What delighted me is that the film is so carefully crafted that while the film looks low brow and rough, it isn't. Director Yoshiki Takahashi, has crafted a film that works on numerous levels beginning with putting us in a world with a tactile feel of reality. AT the same time it also adds to the effect of the violence. The fights feel real, not carefully choreographed. We wince because what happens is real, with most of the violence taking people down in one or two shots.
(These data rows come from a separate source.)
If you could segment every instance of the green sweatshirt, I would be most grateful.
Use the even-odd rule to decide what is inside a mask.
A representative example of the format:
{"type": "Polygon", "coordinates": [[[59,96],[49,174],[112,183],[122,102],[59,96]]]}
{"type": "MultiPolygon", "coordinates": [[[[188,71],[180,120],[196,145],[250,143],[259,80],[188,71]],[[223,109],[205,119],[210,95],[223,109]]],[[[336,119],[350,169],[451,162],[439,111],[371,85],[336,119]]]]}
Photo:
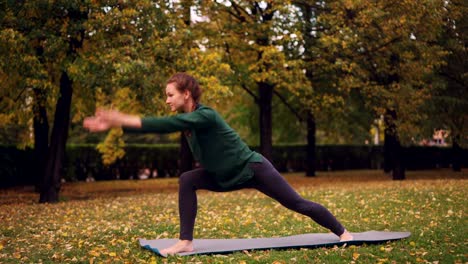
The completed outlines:
{"type": "MultiPolygon", "coordinates": [[[[144,117],[139,132],[171,133],[185,131],[195,160],[222,188],[230,188],[253,177],[250,162],[262,156],[241,140],[239,135],[213,109],[198,105],[191,113],[166,117],[144,117]]],[[[128,129],[126,129],[128,130],[128,129]]]]}

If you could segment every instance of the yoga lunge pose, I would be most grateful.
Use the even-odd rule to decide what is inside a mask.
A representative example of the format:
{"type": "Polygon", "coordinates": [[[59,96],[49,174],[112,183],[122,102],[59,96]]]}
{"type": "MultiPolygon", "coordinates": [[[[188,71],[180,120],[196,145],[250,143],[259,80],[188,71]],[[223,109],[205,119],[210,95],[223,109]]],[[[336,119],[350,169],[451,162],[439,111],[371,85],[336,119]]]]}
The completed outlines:
{"type": "Polygon", "coordinates": [[[196,191],[200,189],[226,192],[254,188],[283,206],[310,217],[339,236],[340,241],[353,239],[324,206],[299,196],[272,164],[250,150],[216,111],[199,103],[201,90],[192,76],[186,73],[173,75],[167,81],[166,96],[166,103],[171,111],[178,112],[176,115],[140,118],[115,110],[98,109],[95,116],[83,122],[91,132],[116,127],[144,133],[184,132],[194,159],[201,167],[180,175],[180,240],[161,250],[162,254],[194,250],[196,191]]]}

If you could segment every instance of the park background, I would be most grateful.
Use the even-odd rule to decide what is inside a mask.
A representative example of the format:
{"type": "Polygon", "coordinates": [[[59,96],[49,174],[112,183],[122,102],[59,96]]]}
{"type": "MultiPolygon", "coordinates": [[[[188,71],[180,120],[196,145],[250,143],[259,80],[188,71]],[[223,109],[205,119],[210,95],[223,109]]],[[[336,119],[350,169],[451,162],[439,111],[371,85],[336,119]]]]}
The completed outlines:
{"type": "MultiPolygon", "coordinates": [[[[138,183],[125,180],[151,178],[155,170],[158,178],[176,177],[195,166],[177,133],[128,136],[115,129],[89,134],[82,128],[83,118],[96,107],[168,114],[165,81],[184,71],[200,81],[202,103],[219,111],[282,172],[296,172],[292,179],[298,186],[320,183],[320,175],[351,186],[382,181],[385,188],[376,183],[368,196],[354,193],[370,197],[392,196],[388,188],[407,184],[394,193],[394,201],[402,201],[411,191],[426,193],[440,183],[446,189],[427,193],[440,195],[435,199],[448,207],[443,216],[431,211],[427,216],[441,221],[458,217],[449,226],[466,233],[460,224],[466,221],[462,190],[468,162],[465,1],[25,0],[0,1],[0,6],[5,212],[11,204],[76,198],[67,192],[68,187],[82,191],[74,181],[119,178],[121,186],[134,186],[138,183]],[[356,178],[350,169],[372,172],[361,171],[363,178],[356,178]],[[419,174],[428,169],[432,172],[419,174]],[[414,182],[421,178],[425,184],[414,182]],[[450,207],[454,200],[459,204],[450,207]]],[[[171,183],[173,179],[159,179],[146,184],[171,183]]],[[[78,197],[95,198],[94,187],[86,188],[90,193],[78,197]]],[[[138,193],[142,188],[127,189],[138,193]]],[[[304,193],[320,200],[327,191],[304,193]]],[[[31,208],[53,205],[38,206],[46,207],[31,208]]],[[[398,208],[392,206],[388,208],[398,208]]],[[[21,218],[10,220],[15,219],[21,218]]],[[[436,227],[435,222],[425,224],[436,227]]],[[[21,228],[10,227],[2,230],[0,248],[21,234],[21,228]]],[[[447,232],[458,238],[460,252],[466,249],[464,235],[439,231],[434,237],[447,232]]],[[[12,259],[24,257],[21,250],[9,250],[6,254],[16,254],[10,254],[12,259]]],[[[434,260],[445,248],[435,250],[429,254],[434,260]]],[[[93,254],[104,258],[115,254],[97,251],[93,254]]],[[[415,252],[403,253],[402,259],[417,255],[424,260],[427,255],[415,252]]],[[[452,261],[466,261],[466,255],[452,255],[452,261]]],[[[63,254],[59,259],[65,259],[63,254]]]]}

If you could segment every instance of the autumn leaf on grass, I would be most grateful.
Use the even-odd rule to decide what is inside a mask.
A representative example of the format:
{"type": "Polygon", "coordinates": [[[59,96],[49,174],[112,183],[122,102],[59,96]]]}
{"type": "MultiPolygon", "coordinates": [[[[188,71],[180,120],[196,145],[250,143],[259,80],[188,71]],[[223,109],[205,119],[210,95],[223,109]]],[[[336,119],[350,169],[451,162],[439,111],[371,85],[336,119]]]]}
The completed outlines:
{"type": "Polygon", "coordinates": [[[353,253],[353,260],[357,260],[361,254],[354,252],[353,253]]]}

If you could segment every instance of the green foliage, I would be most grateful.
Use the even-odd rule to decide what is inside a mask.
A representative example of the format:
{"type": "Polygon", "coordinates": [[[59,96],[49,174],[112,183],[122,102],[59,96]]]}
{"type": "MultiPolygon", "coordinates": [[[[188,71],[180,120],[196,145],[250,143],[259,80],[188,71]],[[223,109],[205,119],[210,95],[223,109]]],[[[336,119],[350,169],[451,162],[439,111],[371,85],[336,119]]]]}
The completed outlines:
{"type": "MultiPolygon", "coordinates": [[[[443,24],[443,1],[333,1],[322,13],[319,43],[326,69],[334,69],[343,91],[359,89],[376,116],[397,112],[403,142],[419,133],[426,118],[420,107],[429,99],[428,77],[446,52],[435,40],[443,24]]],[[[320,61],[318,61],[320,62],[320,61]]]]}

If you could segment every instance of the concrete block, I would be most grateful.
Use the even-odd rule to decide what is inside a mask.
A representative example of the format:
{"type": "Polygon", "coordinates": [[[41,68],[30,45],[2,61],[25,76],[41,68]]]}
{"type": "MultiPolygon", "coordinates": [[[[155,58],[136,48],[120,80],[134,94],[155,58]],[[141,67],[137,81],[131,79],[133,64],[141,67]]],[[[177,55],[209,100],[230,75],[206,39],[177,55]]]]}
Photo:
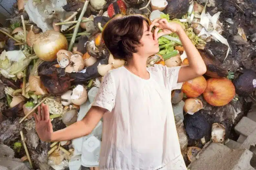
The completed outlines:
{"type": "Polygon", "coordinates": [[[237,142],[241,144],[243,144],[245,140],[246,139],[246,136],[245,136],[243,135],[240,135],[239,137],[237,139],[237,142]]]}
{"type": "Polygon", "coordinates": [[[256,129],[256,122],[248,117],[244,117],[235,127],[235,130],[238,134],[246,137],[256,129]]]}
{"type": "Polygon", "coordinates": [[[240,147],[240,148],[249,149],[250,146],[256,144],[256,129],[255,129],[246,138],[240,147]]]}
{"type": "Polygon", "coordinates": [[[250,111],[247,114],[247,117],[256,122],[256,110],[250,111]]]}
{"type": "Polygon", "coordinates": [[[229,139],[229,142],[225,144],[225,145],[231,149],[239,149],[242,145],[242,144],[236,142],[231,139],[229,139]]]}
{"type": "Polygon", "coordinates": [[[0,158],[0,165],[7,168],[9,170],[29,170],[25,164],[20,161],[19,159],[0,158]]]}
{"type": "Polygon", "coordinates": [[[252,153],[245,149],[233,150],[221,144],[212,143],[197,157],[188,169],[255,170],[250,164],[252,153]]]}

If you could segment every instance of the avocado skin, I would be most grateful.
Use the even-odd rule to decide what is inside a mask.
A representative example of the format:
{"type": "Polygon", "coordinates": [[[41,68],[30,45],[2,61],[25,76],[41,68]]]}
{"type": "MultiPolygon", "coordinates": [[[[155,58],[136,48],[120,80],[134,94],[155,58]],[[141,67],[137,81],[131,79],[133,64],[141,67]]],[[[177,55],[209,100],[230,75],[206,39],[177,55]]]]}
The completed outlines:
{"type": "Polygon", "coordinates": [[[234,81],[236,93],[239,95],[248,96],[256,89],[252,82],[256,80],[256,73],[251,69],[246,69],[234,81]]]}
{"type": "Polygon", "coordinates": [[[162,12],[168,14],[170,19],[180,18],[185,15],[189,7],[189,0],[167,0],[168,5],[162,12]]]}

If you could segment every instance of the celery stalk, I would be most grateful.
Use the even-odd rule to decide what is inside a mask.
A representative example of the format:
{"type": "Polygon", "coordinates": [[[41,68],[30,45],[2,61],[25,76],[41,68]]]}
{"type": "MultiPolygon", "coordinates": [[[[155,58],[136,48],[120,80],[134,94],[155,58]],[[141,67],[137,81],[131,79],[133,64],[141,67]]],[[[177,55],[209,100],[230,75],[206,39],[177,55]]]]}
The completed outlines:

Takahashi also crafts the story in such a way that the violence is such that we are wincing , forcing us to ponder if violence is the answer, even as we are cheering with cathartic release at the bad guys going down.
I'm sorry if I am rambling but there is so much here and I need another couple of viewings to do it justice, however there isn't enough time to do so and get this up in a timely manner.
Highly recommended-this is a must see when it starts playing around the world and in a cinema near you (the film just opened in Japan Thursday)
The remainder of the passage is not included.